Ransomware attackers keep prices relatively low — usually between $700 and $1,300, an amount companies can usually afford to pay on short notice. Some particularly sophisticated malware will detect the country where the infected computer is running and adjust the ransom to match that nation’s economy, demanding more from companies in rich countries and less from those in poor regions.

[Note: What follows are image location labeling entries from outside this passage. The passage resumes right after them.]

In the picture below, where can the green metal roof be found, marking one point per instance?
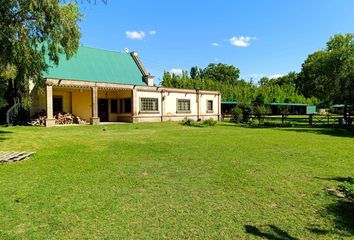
(288, 104)
(97, 65)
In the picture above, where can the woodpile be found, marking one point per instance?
(61, 118)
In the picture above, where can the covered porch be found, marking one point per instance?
(91, 102)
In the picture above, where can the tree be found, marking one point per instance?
(329, 74)
(222, 73)
(31, 32)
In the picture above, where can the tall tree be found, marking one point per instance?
(31, 32)
(328, 74)
(222, 72)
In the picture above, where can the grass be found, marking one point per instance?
(149, 181)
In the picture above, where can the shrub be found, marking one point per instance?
(274, 124)
(237, 115)
(348, 188)
(210, 122)
(192, 123)
(188, 122)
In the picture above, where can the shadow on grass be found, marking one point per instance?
(335, 132)
(338, 179)
(343, 213)
(2, 135)
(269, 232)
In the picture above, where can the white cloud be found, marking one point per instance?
(276, 76)
(176, 71)
(241, 41)
(135, 35)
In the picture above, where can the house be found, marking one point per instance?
(106, 86)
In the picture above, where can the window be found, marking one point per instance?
(125, 105)
(210, 106)
(114, 106)
(149, 104)
(57, 103)
(183, 105)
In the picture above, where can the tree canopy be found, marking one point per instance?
(31, 32)
(328, 74)
(271, 90)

There are often discounts offered for acting fast, so as to encourage victims to pay quickly before thinking too much about it. In general, the price point is set so that it’s high enough to be worth the criminal’s while but low enough that it’s often cheaper than what the victim would have to pay to restore their computer or reconstruct the lost data. With that in mind, some companies are beginning to build the potential need to pay ransom into their security plans.
There are a couple of tricky things to remember here, keeping in mind that the people you’re dealing with are, of course, criminals.
First, what looks like ransomware may not have actually encrypted your data at all; make sure you aren’t dealing with so-called “scareware” before you send any money to anybody.
Second, paying the attackers doesn’t guarantee that you’ll get your files back. Sometimes the criminals just take the money and run, and may not have even built decryption functionality into the malware. But any such malware will quickly get a reputation and won’t generate revenue, so in most cases it’s estimated that around 65 – 70% of the time — the crooks come through and your data is restored.